Aber dann bat ihn bei der Siegerehrung – dort nahm er die Silbermedaille im Empfang – ein anderer deutscher M70-Spitzenläufer, es sich nochmals zu überlegen. Schließlich bestand die Aussicht, bei der Europameisterschaft der Masters eine schlagkräftige Mannschaft ins Rennen schicken zu können. Mann ließ sich breitschlagen, nahm das harte Training auf sich – und kehrte nun unlängst sogar mit zweimal EM-Gold aus Finnland zurück.
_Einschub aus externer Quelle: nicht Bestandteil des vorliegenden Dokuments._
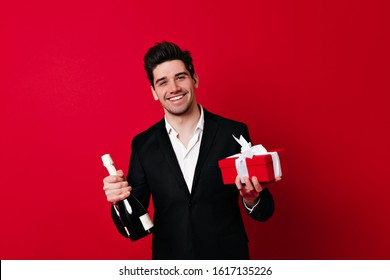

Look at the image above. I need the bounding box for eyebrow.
[154,71,189,84]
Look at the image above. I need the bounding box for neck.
[166,104,200,135]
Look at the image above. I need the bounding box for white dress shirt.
[165,106,204,193]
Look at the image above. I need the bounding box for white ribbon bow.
[233,135,282,184]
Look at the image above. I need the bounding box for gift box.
[218,136,286,184]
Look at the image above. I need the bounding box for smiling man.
[103,42,274,259]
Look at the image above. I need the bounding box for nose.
[168,80,180,93]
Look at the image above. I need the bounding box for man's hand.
[236,176,282,207]
[103,170,131,204]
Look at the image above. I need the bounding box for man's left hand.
[236,176,281,207]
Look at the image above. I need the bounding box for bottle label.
[139,213,153,230]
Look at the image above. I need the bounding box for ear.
[150,86,158,101]
[194,73,199,88]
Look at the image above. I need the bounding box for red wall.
[0,0,390,259]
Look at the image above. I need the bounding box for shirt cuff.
[242,197,261,214]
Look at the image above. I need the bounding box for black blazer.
[112,109,274,259]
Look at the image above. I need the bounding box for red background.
[0,0,390,259]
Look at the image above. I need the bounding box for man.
[104,42,274,259]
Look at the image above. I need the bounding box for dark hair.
[144,41,195,88]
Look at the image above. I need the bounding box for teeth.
[169,95,183,101]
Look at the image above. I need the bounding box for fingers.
[235,176,263,193]
[252,176,263,192]
[103,170,131,204]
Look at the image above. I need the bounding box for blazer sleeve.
[241,125,275,222]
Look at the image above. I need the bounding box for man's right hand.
[103,170,131,204]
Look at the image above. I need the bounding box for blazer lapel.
[192,108,218,194]
[156,119,190,196]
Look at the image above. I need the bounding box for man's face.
[152,60,198,116]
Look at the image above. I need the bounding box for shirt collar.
[164,104,204,137]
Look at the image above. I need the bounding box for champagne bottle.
[102,154,153,241]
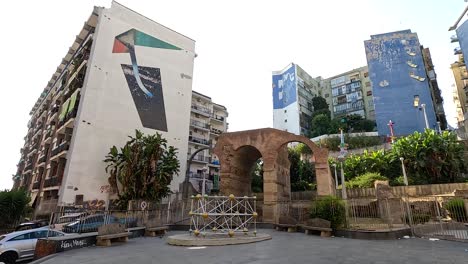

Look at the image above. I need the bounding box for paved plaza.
[33,230,468,264]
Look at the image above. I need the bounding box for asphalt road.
[33,230,468,264]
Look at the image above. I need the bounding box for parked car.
[62,214,137,233]
[15,220,49,231]
[51,212,88,231]
[0,227,65,264]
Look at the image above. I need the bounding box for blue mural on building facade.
[273,64,297,109]
[364,30,437,135]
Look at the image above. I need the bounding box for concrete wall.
[59,2,195,205]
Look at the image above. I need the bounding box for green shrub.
[310,196,346,229]
[346,172,388,189]
[402,213,431,225]
[445,198,468,222]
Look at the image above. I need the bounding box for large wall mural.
[112,29,181,132]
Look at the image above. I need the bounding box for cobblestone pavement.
[34,230,468,264]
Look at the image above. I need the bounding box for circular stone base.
[167,233,271,246]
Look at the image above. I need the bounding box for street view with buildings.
[0,1,468,263]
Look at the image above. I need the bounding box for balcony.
[50,141,70,160]
[33,181,41,190]
[37,154,47,166]
[190,119,210,131]
[208,158,220,168]
[191,155,210,164]
[43,127,54,144]
[44,176,60,188]
[210,127,223,135]
[24,162,33,173]
[211,114,224,122]
[189,136,210,147]
[57,106,78,133]
[192,104,211,117]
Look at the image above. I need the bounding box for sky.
[0,0,467,189]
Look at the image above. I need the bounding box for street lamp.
[400,157,414,236]
[413,95,429,129]
[338,155,348,200]
[400,157,408,186]
[332,163,338,189]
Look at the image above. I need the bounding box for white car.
[0,227,66,264]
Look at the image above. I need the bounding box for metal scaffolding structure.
[189,194,258,237]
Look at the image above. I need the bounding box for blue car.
[63,214,120,233]
[62,214,137,233]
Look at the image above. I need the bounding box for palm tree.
[104,130,179,205]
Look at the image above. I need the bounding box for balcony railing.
[24,162,32,171]
[37,154,47,164]
[210,127,223,134]
[33,181,41,190]
[189,155,210,163]
[211,114,224,122]
[58,105,79,128]
[189,136,210,146]
[190,120,210,129]
[192,104,211,116]
[51,141,70,157]
[44,177,60,188]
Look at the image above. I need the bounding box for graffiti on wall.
[112,29,181,132]
[273,65,297,109]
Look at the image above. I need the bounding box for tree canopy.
[330,129,466,185]
[0,189,31,228]
[104,130,179,205]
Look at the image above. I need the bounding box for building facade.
[272,63,331,136]
[327,66,375,120]
[364,30,443,135]
[14,2,195,215]
[187,91,228,193]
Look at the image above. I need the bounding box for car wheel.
[0,252,18,264]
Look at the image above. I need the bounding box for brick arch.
[213,128,335,222]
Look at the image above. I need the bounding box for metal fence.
[274,196,468,241]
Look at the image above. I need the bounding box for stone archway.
[213,128,335,223]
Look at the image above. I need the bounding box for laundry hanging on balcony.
[59,98,70,122]
[66,90,79,115]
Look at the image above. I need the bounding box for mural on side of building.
[112,29,181,132]
[273,64,297,109]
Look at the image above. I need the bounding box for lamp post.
[387,120,395,144]
[421,104,429,129]
[332,163,338,189]
[400,157,414,236]
[400,157,408,186]
[413,95,429,129]
[338,155,348,200]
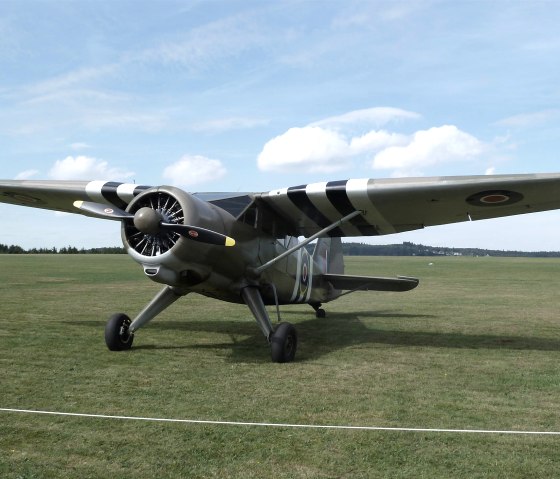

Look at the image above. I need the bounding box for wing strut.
[254,210,364,276]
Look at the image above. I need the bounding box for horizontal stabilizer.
[322,274,419,291]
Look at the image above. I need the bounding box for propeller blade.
[160,223,235,246]
[74,201,134,221]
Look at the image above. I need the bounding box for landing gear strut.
[105,313,134,351]
[270,323,297,363]
[241,286,297,363]
[105,286,186,351]
[311,303,327,318]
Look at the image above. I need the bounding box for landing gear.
[241,286,297,363]
[105,286,186,351]
[105,313,134,351]
[311,303,327,319]
[270,323,297,363]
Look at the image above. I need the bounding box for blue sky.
[0,0,560,250]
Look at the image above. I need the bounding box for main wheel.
[105,313,134,351]
[270,323,297,363]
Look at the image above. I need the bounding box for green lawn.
[0,255,560,478]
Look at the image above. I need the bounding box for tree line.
[342,241,560,258]
[0,241,560,258]
[0,244,126,254]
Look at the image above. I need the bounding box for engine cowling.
[121,186,234,286]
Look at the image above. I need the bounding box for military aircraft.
[0,174,560,363]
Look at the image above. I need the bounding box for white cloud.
[49,156,134,181]
[162,155,226,187]
[257,108,489,176]
[257,107,420,172]
[373,125,485,175]
[310,107,420,128]
[257,126,350,172]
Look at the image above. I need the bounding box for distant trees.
[0,241,560,258]
[0,244,126,254]
[342,241,560,258]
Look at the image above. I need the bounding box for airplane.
[0,173,560,363]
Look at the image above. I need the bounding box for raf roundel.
[466,190,523,206]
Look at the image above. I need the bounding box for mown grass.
[0,256,560,478]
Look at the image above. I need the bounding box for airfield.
[0,255,560,478]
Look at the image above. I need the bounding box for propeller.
[74,201,235,246]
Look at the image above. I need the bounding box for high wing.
[0,173,560,237]
[258,174,560,237]
[0,180,253,217]
[0,180,149,215]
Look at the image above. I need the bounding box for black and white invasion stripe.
[86,181,151,209]
[262,179,395,236]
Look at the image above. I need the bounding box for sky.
[0,0,560,251]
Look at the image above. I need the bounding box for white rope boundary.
[0,408,560,436]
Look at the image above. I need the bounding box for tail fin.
[313,238,344,274]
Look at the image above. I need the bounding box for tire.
[105,313,134,351]
[270,323,297,363]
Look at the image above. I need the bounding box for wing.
[257,174,560,237]
[0,180,253,217]
[0,180,149,214]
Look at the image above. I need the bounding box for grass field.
[0,255,560,478]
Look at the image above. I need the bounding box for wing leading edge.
[258,174,560,237]
[0,173,560,237]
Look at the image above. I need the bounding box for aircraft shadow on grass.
[68,311,560,362]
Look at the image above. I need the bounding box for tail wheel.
[270,323,297,363]
[105,313,134,351]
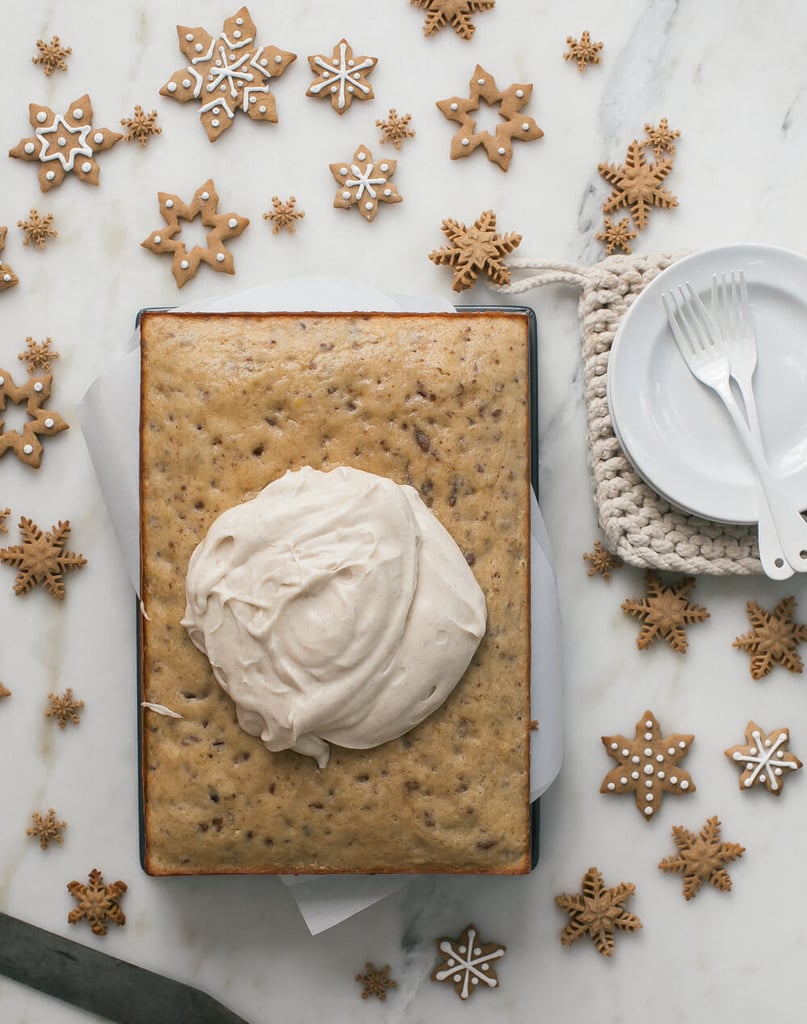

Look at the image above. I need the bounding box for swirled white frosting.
[182,467,486,768]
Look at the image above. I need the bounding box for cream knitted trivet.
[497,253,762,575]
Der Wettkampf fand im mittelfinnischen Jyväskylä statt, dem Heimatort des 2019 verstorbenen Skispringers Matti Nykänen. Aufgrund des welligen Profils der Strecke hatte Hugo Mann eine Zeit um „eher in Richtung 3:20 Stunden“ angepeilt, wie er mitteilte. Bei der DM in Hannover hatte er die klassische Langstrecken-Distanz in 3:16 Stunden absolviert. Gold hatte sich im April Peter Massny (TSV Neustadt) in 3:10 geholt; er bildete zusammen mit Mann und Wolfgang Teipel (TV Attendorn) das DLV-Trio für Finnland.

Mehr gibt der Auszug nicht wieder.